Geometric tattoos shine in InkedMag’s weekly artist spotlight
Rico Hamilton’s @ricogeometry landed in InkedMag’s June 22 roundup, putting precision-driven geometry beside the week’s most scroll-stopping tattoo work.

InkedMag’s June 22 weekly tattoo roundup lined up seven Instagram feeds, from @calo_____ and @raphael_tiraf to @sztuka_wojny, @pantelion.raw, @ricogeometry, @paintedharts and @joshuabeatsontattoo, as a snapshot of the work that caught the magazine’s eye. The format was pure feed culture: the magazine framed the tattoos as pieces showing talent, creativity and serious skill, while the artists’ own posts did the visual heavy lifting. For geometric tattoo fans, the standout was @ricogeometry, a handle that signaled precision-based work sitting comfortably inside the same weekly showcase as abstract, surreal, black-and-grey and technical pieces.
The lineup also put names behind the handles. InkedMag identified @sztuka_wojny as Jerome | TATTOOS, @pantelion.raw as Ruben Valerii Kravets and @ricogeometry as Rico Hamilton. That matters in a scene where discovery often starts with an image and ends with a follow, because the roundup was built to push readers from a magazine carousel into live artist feeds. For geometric artists, that path is the real test of durability: a design has to read instantly in a crowded post, but it also has to hold structure, balance and clarity once the initial scroll-speed appeal fades.
The June 22 post did not stand alone. InkedMag published another weekly roundup on June 15 and described that selection as featuring tattoos that were “impossible to ignore,” a useful clue to the editorial lane these posts occupy. A separate InkedMag feature, “Jaw-Dropping Geometric Tattoos,” had already put geometric specialists in focus, highlighting work built around sacred geometry, Fibonacci sequences and other pattern-heavy designs. Taken together, the two formats show a steady interest in tattooing that relies on construction as much as spectacle.

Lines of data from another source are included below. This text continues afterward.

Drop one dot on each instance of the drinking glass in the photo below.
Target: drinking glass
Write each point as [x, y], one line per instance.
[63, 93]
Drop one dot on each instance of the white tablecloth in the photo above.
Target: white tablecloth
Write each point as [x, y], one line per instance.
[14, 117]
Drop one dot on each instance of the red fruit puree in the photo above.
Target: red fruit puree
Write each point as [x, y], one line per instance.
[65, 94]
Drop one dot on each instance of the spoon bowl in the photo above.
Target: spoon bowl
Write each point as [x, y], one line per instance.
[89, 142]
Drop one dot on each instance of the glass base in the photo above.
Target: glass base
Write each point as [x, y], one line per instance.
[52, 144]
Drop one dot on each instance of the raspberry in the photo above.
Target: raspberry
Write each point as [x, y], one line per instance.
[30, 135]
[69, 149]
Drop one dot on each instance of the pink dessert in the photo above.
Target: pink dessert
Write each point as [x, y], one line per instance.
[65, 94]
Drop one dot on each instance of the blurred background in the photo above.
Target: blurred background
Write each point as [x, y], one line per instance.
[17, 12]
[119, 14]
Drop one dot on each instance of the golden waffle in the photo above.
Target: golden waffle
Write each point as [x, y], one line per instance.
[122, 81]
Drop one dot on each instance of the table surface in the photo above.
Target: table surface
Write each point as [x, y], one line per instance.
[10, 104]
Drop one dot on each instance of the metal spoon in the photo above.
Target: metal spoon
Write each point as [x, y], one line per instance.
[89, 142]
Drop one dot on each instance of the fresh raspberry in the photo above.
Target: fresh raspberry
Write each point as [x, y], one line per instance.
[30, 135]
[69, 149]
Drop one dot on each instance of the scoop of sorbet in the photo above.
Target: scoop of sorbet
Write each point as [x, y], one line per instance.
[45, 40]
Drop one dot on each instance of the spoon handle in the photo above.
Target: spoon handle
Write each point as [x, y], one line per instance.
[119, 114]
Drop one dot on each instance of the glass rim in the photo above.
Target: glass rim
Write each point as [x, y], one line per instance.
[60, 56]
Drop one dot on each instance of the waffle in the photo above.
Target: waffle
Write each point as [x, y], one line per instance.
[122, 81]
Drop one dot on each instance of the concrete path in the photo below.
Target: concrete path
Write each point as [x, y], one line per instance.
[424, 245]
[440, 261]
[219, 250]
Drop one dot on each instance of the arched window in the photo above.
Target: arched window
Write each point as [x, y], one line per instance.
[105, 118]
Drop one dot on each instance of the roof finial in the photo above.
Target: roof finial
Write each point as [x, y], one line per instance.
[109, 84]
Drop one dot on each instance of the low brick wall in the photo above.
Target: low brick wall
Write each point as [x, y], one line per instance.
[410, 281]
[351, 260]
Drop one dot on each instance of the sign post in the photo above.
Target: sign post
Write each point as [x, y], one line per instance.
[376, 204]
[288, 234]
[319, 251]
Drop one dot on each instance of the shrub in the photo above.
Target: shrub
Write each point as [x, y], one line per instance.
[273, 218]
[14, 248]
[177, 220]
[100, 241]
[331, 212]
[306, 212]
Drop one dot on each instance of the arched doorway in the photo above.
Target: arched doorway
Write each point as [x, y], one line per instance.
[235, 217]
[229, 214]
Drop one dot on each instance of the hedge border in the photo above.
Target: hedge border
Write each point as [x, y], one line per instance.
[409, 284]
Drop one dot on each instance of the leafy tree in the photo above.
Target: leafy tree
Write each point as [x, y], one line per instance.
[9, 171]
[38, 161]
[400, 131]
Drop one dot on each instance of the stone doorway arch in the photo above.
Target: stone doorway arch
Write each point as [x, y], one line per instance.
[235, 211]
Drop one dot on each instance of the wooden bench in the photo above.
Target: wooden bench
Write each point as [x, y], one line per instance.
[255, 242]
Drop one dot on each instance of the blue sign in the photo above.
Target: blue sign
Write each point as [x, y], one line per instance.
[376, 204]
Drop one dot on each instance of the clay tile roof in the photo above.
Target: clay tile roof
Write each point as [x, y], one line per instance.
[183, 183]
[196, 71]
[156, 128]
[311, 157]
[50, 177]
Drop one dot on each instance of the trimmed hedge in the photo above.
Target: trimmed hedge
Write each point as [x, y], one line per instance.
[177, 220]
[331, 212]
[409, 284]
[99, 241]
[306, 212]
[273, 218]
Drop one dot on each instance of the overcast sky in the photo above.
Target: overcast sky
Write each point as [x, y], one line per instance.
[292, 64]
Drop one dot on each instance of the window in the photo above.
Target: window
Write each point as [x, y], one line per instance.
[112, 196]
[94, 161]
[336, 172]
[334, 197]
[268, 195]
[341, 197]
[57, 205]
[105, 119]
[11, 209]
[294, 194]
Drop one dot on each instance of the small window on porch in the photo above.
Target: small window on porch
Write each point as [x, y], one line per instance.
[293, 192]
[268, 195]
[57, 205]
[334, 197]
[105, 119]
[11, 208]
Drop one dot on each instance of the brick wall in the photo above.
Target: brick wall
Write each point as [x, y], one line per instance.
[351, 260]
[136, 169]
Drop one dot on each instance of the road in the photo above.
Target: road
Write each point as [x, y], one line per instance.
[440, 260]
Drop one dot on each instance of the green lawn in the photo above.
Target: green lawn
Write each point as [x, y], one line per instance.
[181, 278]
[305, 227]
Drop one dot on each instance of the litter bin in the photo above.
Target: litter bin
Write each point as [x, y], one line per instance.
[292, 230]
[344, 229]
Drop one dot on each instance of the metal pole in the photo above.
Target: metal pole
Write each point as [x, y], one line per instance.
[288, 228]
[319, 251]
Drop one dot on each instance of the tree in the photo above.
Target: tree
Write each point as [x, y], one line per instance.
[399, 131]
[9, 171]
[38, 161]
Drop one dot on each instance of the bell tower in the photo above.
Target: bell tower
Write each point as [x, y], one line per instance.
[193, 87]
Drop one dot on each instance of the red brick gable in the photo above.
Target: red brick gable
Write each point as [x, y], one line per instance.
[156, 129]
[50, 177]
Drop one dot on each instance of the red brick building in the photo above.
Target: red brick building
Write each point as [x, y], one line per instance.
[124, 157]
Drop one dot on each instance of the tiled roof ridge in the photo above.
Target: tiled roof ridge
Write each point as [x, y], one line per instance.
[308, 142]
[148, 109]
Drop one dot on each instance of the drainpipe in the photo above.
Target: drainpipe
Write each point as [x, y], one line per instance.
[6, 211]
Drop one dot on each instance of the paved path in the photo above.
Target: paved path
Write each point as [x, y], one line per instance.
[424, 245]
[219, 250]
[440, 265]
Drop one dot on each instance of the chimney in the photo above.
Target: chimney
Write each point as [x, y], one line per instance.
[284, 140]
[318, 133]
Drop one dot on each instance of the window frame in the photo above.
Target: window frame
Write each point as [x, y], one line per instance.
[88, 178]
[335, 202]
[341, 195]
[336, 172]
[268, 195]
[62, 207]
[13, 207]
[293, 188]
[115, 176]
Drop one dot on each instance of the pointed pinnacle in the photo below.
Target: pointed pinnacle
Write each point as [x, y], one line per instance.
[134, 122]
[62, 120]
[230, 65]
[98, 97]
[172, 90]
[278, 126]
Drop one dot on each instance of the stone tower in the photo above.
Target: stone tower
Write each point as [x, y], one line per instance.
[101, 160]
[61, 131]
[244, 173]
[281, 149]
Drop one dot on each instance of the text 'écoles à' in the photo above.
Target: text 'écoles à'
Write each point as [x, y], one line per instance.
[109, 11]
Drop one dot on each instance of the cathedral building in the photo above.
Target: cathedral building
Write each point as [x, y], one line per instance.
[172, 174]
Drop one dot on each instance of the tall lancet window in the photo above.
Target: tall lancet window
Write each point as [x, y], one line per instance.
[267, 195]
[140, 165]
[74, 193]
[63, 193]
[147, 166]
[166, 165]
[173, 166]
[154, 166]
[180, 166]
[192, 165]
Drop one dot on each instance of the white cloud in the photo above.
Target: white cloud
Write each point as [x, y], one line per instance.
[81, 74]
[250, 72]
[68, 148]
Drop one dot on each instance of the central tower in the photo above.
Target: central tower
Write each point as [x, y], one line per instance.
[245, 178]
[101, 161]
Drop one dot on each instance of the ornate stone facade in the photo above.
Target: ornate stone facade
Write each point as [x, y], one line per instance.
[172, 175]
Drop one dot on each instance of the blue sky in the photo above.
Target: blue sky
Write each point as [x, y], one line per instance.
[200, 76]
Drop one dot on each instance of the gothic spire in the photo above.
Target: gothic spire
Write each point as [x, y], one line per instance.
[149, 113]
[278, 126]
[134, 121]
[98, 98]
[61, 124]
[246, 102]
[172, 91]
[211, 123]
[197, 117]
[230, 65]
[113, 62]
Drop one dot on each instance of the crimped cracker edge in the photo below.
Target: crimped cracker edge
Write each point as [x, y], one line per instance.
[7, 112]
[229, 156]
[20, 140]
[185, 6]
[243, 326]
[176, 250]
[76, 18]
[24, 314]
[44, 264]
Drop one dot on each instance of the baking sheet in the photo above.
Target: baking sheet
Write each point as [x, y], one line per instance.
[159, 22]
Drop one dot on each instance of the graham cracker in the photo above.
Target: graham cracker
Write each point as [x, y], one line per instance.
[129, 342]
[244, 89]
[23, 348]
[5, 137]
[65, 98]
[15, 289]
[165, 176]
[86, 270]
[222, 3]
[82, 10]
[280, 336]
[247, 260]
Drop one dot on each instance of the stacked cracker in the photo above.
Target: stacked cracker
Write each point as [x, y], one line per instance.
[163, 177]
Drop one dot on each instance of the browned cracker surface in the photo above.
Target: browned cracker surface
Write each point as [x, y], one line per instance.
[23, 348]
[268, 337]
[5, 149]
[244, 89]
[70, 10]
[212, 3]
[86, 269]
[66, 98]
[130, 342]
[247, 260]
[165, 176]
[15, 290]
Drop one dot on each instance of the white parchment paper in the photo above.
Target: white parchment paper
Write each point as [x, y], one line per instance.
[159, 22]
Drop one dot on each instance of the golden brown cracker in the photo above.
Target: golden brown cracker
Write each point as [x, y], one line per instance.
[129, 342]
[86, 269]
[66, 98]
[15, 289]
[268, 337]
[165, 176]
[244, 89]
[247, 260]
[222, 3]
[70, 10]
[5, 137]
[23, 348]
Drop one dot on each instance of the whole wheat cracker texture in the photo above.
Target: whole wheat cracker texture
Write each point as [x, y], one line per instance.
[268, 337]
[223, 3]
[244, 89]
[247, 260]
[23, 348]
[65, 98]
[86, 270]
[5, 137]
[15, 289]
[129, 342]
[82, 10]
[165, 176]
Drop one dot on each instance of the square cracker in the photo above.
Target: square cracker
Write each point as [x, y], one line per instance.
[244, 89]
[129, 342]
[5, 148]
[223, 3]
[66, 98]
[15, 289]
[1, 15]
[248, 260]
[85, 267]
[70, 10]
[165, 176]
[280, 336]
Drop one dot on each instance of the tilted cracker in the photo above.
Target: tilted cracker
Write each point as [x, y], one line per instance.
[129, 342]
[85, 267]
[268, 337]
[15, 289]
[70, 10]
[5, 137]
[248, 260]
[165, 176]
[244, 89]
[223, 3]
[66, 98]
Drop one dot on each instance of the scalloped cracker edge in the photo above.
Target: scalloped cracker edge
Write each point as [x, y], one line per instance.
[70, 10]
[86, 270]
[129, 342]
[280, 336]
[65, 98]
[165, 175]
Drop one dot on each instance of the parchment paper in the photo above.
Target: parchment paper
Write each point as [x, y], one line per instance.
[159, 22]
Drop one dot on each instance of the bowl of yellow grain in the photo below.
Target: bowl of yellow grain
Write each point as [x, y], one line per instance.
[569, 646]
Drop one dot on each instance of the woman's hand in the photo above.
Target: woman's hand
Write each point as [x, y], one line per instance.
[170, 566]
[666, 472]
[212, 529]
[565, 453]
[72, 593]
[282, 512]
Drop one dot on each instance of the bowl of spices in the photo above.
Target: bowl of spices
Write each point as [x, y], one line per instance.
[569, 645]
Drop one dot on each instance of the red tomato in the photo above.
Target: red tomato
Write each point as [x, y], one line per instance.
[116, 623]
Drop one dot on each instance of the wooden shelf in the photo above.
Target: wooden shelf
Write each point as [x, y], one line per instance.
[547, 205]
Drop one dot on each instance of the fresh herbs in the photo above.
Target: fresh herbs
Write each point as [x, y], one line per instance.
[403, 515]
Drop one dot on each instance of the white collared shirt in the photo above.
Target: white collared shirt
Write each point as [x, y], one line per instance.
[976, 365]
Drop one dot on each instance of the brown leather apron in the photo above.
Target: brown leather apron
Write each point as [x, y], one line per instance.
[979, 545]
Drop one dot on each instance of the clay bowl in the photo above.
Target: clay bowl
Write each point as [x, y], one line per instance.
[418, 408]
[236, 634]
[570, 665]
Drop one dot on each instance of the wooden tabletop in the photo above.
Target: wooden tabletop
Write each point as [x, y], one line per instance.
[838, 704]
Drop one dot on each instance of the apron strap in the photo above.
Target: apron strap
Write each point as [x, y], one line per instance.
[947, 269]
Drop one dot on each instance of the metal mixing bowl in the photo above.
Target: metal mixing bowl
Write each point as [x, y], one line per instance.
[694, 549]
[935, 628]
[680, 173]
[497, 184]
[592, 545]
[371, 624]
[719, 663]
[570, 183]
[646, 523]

Geometry has deep roots beyond the app feed. It is one of the oldest branches of mathematics, and tattooing has been practiced in most parts of the world for thousands of years. That makes Rico Hamilton’s place in the June 22 lineup feel less like a novelty slot and more like a clear marker of where the larger tattoo conversation is landing right now: in work that can catch attention fast, then reward a closer look with structure, symmetry and control.